Prime Minister Hun Sen and opposition leader Sam Rainsy announced publically in February this year that they were committed to working together on a new rent law that would limit the ability of landlords to increase rental fees between contract periods for lower income workers.
As the Cambodian property investment market continues to expand, adding more high-rise condominiums to an ever-developing skyline, the construction sector has become a backbone of the Kingdom’s economy that attracts investment from across the region. But as the ASEAN integration opens up at the end of this year, with the promise of deeper market integration, the race to attract foreign investors to individual markets appears to be accelerating.
Matthew Rendall, Partner at Soksiphana & Associates, suggests that “given the importance of the garment sector to the national economy, stability of this work force is important. To have rent increases each time the minimum wage is raised will only likely lead to further industrial action, calling for further wage rises. Rent controls would hopefully help towards calming industrial relations.”
Rendall notes the new law does not appear dissimilar to protective measures that have previously been enacted in other countries around the world, including the UK.
The final draft of the new rent law was slated to go before the National Assembly by the end of last month, officials from the bipartisan working group said on Thursday 18 June. The draft version of the rent law, released in mid-June, pronounced a clear ambit to promote a balance between the rights of tenants and landlords, as directly stated in Article 1 of the draft law.

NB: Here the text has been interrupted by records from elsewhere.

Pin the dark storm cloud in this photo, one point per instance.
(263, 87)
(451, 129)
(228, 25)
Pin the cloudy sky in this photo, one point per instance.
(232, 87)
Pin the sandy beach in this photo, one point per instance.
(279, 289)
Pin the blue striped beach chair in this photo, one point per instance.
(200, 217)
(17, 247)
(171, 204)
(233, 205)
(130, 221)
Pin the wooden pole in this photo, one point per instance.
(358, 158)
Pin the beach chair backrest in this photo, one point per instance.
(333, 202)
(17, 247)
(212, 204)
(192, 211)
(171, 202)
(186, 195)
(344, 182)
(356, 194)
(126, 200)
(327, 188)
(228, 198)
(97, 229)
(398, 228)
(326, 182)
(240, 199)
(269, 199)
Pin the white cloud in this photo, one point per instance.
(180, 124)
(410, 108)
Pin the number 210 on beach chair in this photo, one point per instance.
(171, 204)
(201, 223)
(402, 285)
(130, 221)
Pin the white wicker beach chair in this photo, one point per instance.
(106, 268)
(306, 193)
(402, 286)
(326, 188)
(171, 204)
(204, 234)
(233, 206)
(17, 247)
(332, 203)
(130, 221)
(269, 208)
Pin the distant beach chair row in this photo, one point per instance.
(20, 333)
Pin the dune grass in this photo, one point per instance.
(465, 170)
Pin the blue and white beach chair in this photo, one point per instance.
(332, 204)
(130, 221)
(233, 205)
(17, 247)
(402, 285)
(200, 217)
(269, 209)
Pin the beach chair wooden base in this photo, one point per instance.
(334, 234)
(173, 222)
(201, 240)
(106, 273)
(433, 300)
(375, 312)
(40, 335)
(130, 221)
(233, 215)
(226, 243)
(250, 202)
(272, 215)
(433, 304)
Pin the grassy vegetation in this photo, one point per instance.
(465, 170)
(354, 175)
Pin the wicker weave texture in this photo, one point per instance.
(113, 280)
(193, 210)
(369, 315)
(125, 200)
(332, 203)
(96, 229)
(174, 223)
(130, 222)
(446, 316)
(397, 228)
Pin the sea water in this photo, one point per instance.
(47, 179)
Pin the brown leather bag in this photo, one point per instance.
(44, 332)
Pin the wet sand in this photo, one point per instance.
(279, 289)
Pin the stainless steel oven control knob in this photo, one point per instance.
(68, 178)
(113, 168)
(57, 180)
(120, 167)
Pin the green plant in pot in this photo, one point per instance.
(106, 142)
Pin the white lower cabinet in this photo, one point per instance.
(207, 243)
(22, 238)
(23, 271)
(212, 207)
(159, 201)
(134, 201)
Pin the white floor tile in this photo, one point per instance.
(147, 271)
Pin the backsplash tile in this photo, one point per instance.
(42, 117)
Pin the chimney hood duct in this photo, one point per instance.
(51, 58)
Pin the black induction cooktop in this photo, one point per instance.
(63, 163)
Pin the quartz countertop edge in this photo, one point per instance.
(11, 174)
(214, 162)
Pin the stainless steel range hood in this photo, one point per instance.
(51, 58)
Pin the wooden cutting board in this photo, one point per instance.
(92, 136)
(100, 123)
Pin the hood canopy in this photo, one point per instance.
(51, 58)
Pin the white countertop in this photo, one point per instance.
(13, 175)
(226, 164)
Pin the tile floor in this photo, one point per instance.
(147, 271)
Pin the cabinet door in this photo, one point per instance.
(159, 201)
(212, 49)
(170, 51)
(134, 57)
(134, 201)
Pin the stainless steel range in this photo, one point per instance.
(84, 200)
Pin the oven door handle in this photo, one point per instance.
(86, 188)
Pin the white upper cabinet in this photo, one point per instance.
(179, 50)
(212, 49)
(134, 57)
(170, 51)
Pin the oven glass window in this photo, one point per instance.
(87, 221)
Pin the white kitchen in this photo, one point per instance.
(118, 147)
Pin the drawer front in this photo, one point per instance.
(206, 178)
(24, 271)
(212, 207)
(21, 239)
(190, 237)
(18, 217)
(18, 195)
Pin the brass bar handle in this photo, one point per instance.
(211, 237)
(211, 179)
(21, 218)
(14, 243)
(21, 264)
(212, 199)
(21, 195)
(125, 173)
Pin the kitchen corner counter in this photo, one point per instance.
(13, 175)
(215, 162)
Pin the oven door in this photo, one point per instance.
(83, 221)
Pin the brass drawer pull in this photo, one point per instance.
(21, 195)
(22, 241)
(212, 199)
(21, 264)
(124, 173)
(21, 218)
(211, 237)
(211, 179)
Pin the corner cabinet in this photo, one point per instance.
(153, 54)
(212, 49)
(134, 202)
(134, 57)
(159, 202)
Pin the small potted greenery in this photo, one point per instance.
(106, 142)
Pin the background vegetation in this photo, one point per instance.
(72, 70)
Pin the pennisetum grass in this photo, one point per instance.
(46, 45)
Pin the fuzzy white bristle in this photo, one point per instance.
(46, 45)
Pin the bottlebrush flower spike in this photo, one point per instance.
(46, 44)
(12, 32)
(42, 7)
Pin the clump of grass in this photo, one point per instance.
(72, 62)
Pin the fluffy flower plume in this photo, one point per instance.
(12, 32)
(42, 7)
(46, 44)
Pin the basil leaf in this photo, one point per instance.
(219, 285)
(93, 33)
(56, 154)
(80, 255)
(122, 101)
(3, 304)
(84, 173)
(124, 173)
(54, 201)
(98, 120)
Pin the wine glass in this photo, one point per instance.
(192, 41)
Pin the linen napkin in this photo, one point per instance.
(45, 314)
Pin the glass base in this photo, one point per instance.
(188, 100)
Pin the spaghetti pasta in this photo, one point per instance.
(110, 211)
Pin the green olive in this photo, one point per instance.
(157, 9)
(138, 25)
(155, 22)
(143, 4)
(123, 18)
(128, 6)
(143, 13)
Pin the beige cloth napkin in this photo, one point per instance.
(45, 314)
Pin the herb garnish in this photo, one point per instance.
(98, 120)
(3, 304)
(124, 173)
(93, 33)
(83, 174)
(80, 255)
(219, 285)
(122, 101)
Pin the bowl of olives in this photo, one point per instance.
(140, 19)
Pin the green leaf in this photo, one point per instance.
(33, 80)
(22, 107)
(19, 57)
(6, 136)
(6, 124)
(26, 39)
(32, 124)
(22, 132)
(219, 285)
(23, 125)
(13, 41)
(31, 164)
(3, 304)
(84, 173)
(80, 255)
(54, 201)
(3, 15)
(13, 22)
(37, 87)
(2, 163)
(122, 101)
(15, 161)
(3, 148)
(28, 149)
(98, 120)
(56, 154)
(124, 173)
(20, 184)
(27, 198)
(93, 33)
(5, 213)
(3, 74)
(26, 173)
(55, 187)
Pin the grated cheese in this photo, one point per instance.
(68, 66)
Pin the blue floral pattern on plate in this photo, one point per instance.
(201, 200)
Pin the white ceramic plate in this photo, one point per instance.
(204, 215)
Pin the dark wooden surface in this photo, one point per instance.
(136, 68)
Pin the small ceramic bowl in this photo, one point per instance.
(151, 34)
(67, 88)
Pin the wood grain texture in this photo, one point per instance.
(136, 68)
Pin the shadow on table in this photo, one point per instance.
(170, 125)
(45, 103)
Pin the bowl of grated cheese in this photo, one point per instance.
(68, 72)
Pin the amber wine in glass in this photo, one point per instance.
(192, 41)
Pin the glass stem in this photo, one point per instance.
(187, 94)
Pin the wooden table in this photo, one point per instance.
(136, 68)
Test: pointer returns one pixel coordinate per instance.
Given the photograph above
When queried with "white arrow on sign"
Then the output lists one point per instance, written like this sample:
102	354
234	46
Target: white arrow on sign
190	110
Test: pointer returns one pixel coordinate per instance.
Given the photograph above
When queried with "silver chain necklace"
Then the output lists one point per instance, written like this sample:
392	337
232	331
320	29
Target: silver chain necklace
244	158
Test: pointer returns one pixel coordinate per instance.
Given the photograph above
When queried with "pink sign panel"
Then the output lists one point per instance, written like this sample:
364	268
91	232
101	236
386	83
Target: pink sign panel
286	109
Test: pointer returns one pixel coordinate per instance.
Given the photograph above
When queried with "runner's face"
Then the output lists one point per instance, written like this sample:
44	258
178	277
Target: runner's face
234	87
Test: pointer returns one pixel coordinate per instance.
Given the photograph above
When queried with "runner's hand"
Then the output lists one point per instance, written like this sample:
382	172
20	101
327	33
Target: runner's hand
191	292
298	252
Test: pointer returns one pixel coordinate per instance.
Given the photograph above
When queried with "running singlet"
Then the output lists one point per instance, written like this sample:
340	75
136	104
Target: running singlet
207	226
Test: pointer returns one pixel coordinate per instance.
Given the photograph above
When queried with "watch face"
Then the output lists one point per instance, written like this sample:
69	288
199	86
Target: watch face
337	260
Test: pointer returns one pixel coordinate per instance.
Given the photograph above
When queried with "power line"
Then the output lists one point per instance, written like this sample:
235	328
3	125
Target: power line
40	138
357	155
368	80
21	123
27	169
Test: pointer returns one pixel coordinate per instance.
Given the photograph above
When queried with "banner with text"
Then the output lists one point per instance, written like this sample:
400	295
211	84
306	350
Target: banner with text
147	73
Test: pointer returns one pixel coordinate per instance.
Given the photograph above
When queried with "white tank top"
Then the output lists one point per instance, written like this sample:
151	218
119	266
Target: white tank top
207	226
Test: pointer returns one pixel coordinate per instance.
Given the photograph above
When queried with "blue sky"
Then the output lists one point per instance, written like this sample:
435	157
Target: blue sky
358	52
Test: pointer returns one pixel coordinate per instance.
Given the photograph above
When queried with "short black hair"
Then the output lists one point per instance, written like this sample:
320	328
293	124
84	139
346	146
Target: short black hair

Some commentators from the real estate sector have since challenged the draft rent law on the basis that it appears to give low wage renters the ability to arbitrarily escape rental contracts without notice, disproportionately damaging landlords’ interests.
Opposition party leader Sam Rainsy, and various other commentators, believe the new rent law shall promote the defacto use of long-term rental contracts across the Cambodian low-rate rental market, which will in-turn protect both landlords and tenants.
According to the draft version of the rent law, landlords and tenants must agree to no less than a two-year contract, during which period the landlord can only end the contract on the basis of two consecutive failures to pay rent, or a notable misuse of that property.
“It is important, though,” says Rendall, “as with all laws, and particularly this one, to consult with the stakeholders and those who will be impacted by the law – primarily, the workers and the low cost housing landlords – to ensure the reality of the law once enacted and in practice can adequately address the issues of concern for both parties.”
Whether or not the new rent law will have a restricted ambit in regards to rental rates, applying only to the low-cost rental sector or the rental market at large, has also been a point of contention among commentators since the draft law’s release.
“Outside of low income rental sector though,” Rendall suggests that for determining the value of property, “market forces are probably the best guide; otherwise there is a risk that the growing Cambodian property development sector may be adversely affected.”